The chapter will now analyse the relevance of the rational, classical approach to strategy (McMillan 2008) within the modern, digital ICT sector. This can be approached from two perspectives. First, there is the rational ‘process approach’ and the extent to which strategy is formulated, evaluated and implemented in a sequential manner (Andrews 1971) and the appropriateness of Johnson and Scholes’ ‘analysis, choice and implementation’ model (Johnson and Scholes 1988). Second, there is the ‘strategy as content’ approach and the relevance of the strategic positioning paradigm and other strategic management tools. This includes Porter’s Five Forces framework (1980) and Porter’s Generic Strategy model (1985). The relevance of other strategy content (i.e. tools and techniques illustrated in Table 1.1) are also important including Porter’s Value Chain (1985), portfolio models such as Ansoffs Product/Market Matrix (1965) and the Boston Consulting Group (BCG) Matrix (Grant 2013) plus Porter’s Diamond (1990) and theories of comparative advantage. This chapter will focus on the first perspective, the ‘rational process approach’, before analysing the ‘strategy as content’ approach in Chapter 2.

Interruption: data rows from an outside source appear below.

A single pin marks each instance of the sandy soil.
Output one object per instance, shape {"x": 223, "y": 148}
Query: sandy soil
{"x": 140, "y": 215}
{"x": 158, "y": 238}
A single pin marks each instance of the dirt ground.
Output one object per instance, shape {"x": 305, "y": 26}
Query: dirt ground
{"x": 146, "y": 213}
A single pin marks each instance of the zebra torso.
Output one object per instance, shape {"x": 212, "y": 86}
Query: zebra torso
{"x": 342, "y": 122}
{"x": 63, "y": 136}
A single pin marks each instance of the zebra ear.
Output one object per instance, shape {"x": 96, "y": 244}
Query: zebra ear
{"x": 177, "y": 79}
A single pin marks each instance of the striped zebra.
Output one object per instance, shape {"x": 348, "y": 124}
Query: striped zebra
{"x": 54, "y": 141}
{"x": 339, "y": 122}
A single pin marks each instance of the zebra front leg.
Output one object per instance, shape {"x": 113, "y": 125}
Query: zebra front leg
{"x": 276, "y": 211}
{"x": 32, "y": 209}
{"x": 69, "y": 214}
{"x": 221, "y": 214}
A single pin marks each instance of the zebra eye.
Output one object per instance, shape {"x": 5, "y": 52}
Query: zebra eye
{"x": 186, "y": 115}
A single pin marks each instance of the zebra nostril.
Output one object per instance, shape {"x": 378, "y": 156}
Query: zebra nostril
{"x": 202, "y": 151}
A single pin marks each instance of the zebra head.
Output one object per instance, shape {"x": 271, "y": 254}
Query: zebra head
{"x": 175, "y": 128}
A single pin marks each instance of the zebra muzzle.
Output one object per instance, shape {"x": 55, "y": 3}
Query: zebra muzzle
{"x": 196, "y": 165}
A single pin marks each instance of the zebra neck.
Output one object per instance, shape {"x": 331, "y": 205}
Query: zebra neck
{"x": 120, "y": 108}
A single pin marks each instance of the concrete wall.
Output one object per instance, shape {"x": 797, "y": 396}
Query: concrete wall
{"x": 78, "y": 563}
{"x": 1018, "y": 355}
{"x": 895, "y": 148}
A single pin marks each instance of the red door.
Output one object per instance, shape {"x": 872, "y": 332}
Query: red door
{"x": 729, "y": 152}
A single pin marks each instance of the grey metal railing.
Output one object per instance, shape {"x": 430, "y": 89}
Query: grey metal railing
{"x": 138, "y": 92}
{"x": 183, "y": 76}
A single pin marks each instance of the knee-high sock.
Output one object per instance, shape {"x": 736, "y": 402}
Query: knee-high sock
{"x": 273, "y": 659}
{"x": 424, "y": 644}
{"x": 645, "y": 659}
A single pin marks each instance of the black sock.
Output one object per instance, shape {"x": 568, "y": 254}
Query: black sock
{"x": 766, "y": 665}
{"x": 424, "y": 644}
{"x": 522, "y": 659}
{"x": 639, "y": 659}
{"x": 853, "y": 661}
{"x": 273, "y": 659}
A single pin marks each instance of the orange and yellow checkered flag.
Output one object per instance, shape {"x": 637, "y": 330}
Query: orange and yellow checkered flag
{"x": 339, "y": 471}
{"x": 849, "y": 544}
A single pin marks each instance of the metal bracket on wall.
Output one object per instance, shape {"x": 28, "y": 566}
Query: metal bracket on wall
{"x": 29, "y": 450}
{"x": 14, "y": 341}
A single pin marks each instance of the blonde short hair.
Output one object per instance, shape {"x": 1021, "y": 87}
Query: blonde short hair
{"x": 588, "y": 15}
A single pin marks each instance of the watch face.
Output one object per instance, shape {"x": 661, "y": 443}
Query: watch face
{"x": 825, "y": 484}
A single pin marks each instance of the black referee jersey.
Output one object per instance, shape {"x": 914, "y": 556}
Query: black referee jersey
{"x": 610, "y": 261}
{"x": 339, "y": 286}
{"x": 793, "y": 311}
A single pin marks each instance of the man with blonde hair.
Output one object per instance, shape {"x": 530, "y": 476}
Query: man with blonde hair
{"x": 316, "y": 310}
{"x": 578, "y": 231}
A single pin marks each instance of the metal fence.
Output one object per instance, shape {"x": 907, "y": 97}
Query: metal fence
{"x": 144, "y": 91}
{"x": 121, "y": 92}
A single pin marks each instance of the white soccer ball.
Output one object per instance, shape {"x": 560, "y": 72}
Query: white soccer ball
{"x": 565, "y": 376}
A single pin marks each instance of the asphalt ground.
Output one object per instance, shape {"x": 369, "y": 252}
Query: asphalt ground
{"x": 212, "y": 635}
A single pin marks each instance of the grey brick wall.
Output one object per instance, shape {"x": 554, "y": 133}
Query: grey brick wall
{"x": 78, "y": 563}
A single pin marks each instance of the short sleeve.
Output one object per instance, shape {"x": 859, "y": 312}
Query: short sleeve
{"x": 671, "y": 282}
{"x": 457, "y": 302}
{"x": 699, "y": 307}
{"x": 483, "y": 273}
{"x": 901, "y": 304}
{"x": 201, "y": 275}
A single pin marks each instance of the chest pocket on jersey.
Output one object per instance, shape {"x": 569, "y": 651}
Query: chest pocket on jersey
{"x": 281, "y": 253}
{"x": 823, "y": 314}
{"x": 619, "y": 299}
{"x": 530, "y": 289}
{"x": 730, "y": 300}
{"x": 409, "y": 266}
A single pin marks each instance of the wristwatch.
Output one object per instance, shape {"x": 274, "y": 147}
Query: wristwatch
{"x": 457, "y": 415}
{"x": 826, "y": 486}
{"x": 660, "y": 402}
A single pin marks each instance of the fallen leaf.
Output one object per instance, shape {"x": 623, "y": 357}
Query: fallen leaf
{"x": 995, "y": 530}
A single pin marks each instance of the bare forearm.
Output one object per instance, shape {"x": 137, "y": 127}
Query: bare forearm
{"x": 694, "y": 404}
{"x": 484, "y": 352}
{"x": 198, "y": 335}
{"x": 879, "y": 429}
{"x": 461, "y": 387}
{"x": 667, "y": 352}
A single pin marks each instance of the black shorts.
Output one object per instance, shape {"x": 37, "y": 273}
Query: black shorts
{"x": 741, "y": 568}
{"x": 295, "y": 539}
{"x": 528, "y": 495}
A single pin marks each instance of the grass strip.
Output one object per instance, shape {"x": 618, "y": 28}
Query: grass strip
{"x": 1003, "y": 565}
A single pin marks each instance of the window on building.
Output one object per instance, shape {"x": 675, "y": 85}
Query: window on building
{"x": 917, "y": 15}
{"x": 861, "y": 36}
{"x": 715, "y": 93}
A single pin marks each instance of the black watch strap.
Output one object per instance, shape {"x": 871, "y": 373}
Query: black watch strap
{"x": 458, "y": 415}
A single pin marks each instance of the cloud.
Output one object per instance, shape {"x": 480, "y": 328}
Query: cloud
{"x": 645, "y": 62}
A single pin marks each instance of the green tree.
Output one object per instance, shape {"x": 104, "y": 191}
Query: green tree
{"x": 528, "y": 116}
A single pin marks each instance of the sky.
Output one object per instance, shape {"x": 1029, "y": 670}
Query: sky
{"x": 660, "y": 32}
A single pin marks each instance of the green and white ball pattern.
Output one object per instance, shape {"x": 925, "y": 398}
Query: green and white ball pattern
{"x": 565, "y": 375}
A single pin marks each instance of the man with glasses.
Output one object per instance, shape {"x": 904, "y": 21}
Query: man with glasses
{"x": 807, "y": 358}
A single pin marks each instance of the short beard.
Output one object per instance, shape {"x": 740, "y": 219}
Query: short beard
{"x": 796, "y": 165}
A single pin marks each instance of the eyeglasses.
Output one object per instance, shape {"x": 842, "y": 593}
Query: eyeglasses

The analysis will start by identifying who the constituents of the modern digital ICT sector are and the types of organisation that comprise the actual sector. Due to digitisation, the rapid diffusion of the Internet and the convergence of technologies (Hitt et al. 2003) the range and type of firms that can now be classed as belonging to the ICT sector has become quite large. The firms that now compete within this space belong to a range of categories including telecoms operators, telecoms equipment manufacturers, cable and satellite companies, Internet firms, software and silicon chip companies, hardware manufacturers (devices), cloud computing firms, and media companies providing content. There is also a new form of app-based aggregator company that operates as an intermediary between the buyer and the seller using a multi-sided market model such as Uber and Airbnb (Eisenmann et al. 2006).